HIV virus

NIH awards to address detection and treatment of HIV in adolescents

HIV virus

The funding will improve prevention, detection and treatment of HIV in adolescents.

The Eunice Kennedy Shriver National Institute of Child Health and Human Development (NICHD), part of the National Institutes of Health, awarded over $8 million to improve prevention, detection and treatment of HIV in adolescents through leveraging digital health for population-based screening in the emergency department (ED). The grants were awarded to multiple children’s hospitals, including Children’s National Hospital.

The big picture

The studies will play an important role in looking at how to curtail the HIV epidemic.

“This is an opportunity to make an impact on adolescent health and mitigate disparities,” said Monika Goyal, M.D., M.S.C.E., associate chief of Emergency Medicine and one of the main principal investigators of the awarded team.
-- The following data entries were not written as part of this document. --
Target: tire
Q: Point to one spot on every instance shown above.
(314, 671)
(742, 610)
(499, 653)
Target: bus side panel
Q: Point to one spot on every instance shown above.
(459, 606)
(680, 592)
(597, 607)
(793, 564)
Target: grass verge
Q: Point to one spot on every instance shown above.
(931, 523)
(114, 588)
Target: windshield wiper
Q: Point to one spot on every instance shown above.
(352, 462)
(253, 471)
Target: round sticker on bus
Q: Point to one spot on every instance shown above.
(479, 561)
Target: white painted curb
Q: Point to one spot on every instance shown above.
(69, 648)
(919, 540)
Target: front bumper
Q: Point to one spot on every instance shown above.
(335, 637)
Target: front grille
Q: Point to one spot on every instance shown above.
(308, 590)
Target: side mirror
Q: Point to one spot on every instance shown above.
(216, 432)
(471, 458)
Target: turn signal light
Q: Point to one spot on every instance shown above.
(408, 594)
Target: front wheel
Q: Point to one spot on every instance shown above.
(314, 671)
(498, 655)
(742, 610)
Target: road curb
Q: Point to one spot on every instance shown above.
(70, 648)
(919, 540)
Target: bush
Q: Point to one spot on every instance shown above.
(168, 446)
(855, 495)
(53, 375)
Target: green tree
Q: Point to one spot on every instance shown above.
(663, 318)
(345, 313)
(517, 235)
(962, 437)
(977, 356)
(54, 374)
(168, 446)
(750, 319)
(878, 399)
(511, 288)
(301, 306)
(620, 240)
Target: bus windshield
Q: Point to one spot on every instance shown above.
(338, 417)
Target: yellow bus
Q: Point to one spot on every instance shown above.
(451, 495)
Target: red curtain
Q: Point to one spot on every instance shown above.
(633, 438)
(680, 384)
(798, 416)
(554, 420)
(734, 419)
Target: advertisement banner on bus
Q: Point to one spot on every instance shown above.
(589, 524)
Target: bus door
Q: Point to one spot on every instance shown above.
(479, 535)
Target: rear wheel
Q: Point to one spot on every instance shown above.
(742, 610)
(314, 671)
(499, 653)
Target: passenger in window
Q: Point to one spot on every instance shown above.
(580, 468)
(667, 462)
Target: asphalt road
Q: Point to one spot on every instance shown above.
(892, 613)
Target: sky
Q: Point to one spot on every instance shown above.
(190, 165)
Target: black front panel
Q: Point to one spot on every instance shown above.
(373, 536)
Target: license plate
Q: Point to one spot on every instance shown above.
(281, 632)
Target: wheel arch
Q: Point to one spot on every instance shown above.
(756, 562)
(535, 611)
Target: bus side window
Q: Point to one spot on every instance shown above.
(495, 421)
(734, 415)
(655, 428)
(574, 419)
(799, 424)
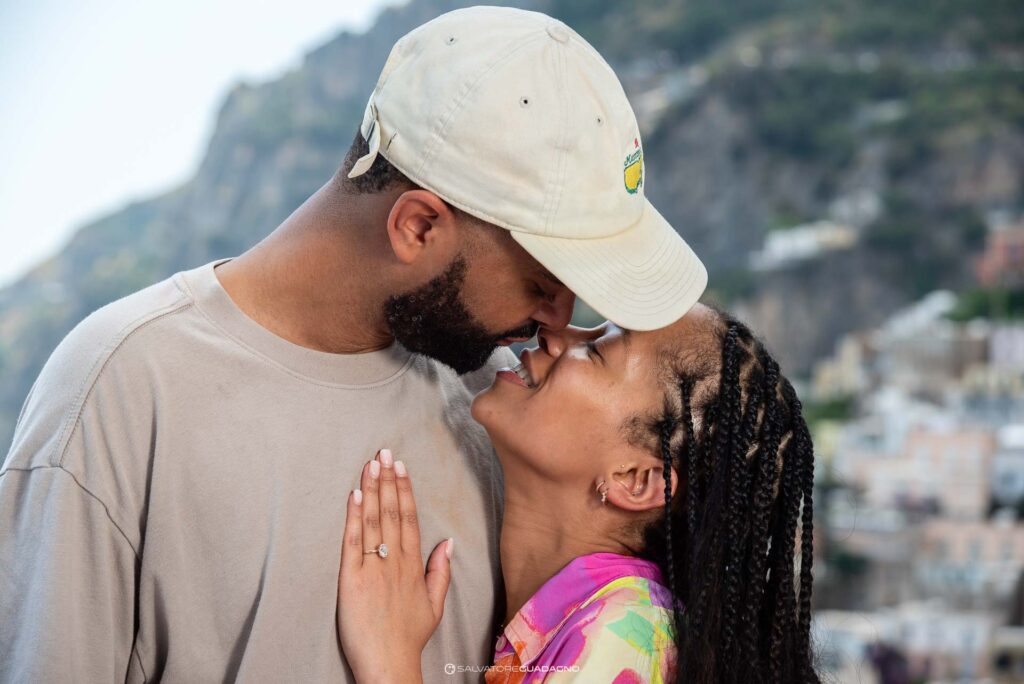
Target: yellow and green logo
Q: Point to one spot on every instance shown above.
(633, 168)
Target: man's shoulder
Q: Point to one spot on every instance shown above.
(79, 361)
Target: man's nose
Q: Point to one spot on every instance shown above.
(555, 342)
(555, 314)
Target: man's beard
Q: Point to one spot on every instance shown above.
(433, 321)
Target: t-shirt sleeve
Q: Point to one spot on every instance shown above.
(67, 582)
(616, 645)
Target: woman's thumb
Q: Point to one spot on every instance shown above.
(439, 575)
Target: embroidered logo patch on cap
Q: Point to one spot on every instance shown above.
(633, 171)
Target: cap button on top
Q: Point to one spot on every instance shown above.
(558, 32)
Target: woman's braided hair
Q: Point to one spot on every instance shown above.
(735, 433)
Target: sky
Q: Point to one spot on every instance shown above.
(105, 101)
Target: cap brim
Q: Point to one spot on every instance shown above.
(644, 278)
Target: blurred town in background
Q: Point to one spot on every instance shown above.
(852, 173)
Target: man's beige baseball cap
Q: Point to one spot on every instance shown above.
(514, 118)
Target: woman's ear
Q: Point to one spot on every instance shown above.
(642, 486)
(420, 226)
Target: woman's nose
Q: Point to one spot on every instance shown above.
(550, 342)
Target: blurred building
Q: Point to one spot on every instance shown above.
(972, 563)
(1007, 476)
(1003, 261)
(802, 242)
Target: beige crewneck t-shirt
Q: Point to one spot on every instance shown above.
(173, 502)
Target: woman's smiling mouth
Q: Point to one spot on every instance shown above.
(517, 376)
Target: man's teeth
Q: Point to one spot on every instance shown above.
(523, 374)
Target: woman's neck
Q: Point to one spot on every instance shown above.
(542, 530)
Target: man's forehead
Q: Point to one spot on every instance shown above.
(548, 275)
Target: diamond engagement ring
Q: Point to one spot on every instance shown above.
(380, 551)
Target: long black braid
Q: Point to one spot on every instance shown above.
(727, 544)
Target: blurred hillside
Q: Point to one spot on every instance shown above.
(832, 161)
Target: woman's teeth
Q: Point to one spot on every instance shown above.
(523, 374)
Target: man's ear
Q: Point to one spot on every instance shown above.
(422, 226)
(641, 485)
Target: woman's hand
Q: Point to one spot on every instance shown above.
(388, 607)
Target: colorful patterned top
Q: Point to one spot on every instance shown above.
(603, 617)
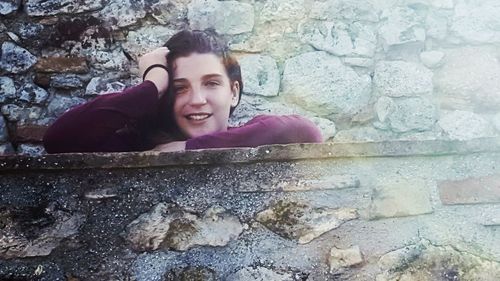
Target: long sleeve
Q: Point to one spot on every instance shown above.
(103, 124)
(261, 130)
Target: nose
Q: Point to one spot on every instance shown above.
(198, 96)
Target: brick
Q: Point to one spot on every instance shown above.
(62, 65)
(470, 191)
(29, 133)
(400, 198)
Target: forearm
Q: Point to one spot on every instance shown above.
(262, 130)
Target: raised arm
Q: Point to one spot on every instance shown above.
(261, 130)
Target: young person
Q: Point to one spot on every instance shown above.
(190, 88)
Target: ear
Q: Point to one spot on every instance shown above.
(235, 90)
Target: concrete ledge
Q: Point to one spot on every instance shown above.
(247, 155)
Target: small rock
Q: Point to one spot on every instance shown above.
(226, 17)
(33, 94)
(4, 133)
(259, 274)
(464, 125)
(59, 104)
(432, 59)
(6, 149)
(122, 13)
(62, 65)
(341, 258)
(30, 149)
(16, 59)
(399, 78)
(9, 6)
(55, 7)
(168, 226)
(101, 86)
(260, 74)
(66, 81)
(298, 221)
(7, 89)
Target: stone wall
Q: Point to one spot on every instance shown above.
(364, 70)
(414, 211)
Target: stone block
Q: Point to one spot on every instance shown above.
(260, 75)
(400, 198)
(399, 78)
(226, 17)
(470, 191)
(7, 89)
(464, 125)
(55, 7)
(16, 59)
(62, 65)
(320, 83)
(342, 258)
(29, 133)
(303, 223)
(9, 6)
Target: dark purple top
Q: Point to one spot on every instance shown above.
(104, 125)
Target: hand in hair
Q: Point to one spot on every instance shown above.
(157, 74)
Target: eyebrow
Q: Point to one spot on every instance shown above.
(205, 77)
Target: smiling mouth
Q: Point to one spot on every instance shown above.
(198, 116)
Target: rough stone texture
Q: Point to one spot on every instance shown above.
(30, 149)
(29, 133)
(357, 10)
(4, 134)
(475, 21)
(320, 83)
(7, 89)
(408, 114)
(9, 6)
(399, 78)
(167, 226)
(468, 79)
(340, 39)
(33, 94)
(259, 274)
(432, 59)
(427, 262)
(56, 7)
(16, 59)
(400, 198)
(276, 10)
(6, 149)
(341, 258)
(101, 86)
(496, 121)
(16, 113)
(146, 39)
(59, 104)
(62, 64)
(401, 25)
(260, 75)
(66, 81)
(122, 13)
(226, 17)
(470, 191)
(464, 125)
(18, 242)
(303, 223)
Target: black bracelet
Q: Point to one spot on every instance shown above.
(151, 67)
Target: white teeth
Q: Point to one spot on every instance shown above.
(198, 116)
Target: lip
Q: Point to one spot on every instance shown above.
(198, 116)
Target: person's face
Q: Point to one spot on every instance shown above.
(203, 94)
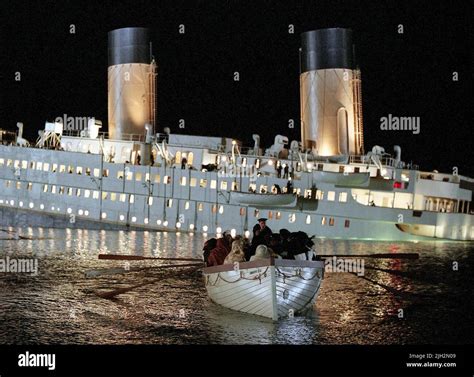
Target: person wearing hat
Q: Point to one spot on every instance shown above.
(261, 252)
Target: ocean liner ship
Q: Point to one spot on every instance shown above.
(133, 177)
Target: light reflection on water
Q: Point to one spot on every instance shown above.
(58, 305)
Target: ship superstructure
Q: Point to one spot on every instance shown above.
(163, 181)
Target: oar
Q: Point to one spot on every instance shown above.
(112, 294)
(377, 255)
(138, 257)
(113, 271)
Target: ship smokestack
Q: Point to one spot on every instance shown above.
(131, 82)
(330, 94)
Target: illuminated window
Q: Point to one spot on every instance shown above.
(319, 195)
(343, 197)
(331, 196)
(190, 158)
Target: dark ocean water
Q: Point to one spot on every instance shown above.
(59, 306)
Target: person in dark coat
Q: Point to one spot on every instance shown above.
(220, 252)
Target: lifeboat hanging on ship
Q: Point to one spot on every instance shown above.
(267, 199)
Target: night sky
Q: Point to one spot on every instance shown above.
(409, 74)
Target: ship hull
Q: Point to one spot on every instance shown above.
(73, 189)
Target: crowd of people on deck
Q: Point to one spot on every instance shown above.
(265, 244)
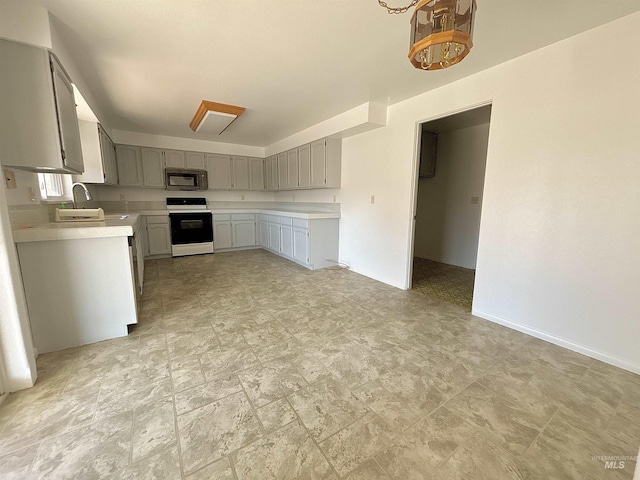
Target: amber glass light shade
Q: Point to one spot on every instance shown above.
(441, 32)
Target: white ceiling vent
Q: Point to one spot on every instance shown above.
(214, 118)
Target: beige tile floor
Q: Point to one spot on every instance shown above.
(246, 366)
Adolescents and young adults (AYA) are disproportionately affected by HIV in the United States. Despite adolescents accounting for over 20% of new infections, this age group is the least likely to be tested for HIV, linked to care and achieve viral suppression when compared to their adult counterparts. Further, AYA also have low rates of HIV awareness and initiation of HIV Pre-Exposure Prophylaxis.

“There is an urgent need to expand HIV screening and prevention strategies to nontraditional healthcare settings, such as emergency departments, to reach those adolescents who would otherwise not receive preventive healthcare,” Dr. Goyal added.

Why does this work matter?

Although adolescents frequently use the ED for access to healthcare, the ED has been underutilized as a venue for HIV screening, detection and prevention.

“We hope to curtail the HIV epidemic in youth by expanding HIV prevention and linkage to care services through the emergency department,” Dr. Goyal says.

Footnote: The grants issued by the NICHD are NICHD R01 HD110321 and UM2 HD111102-ATN.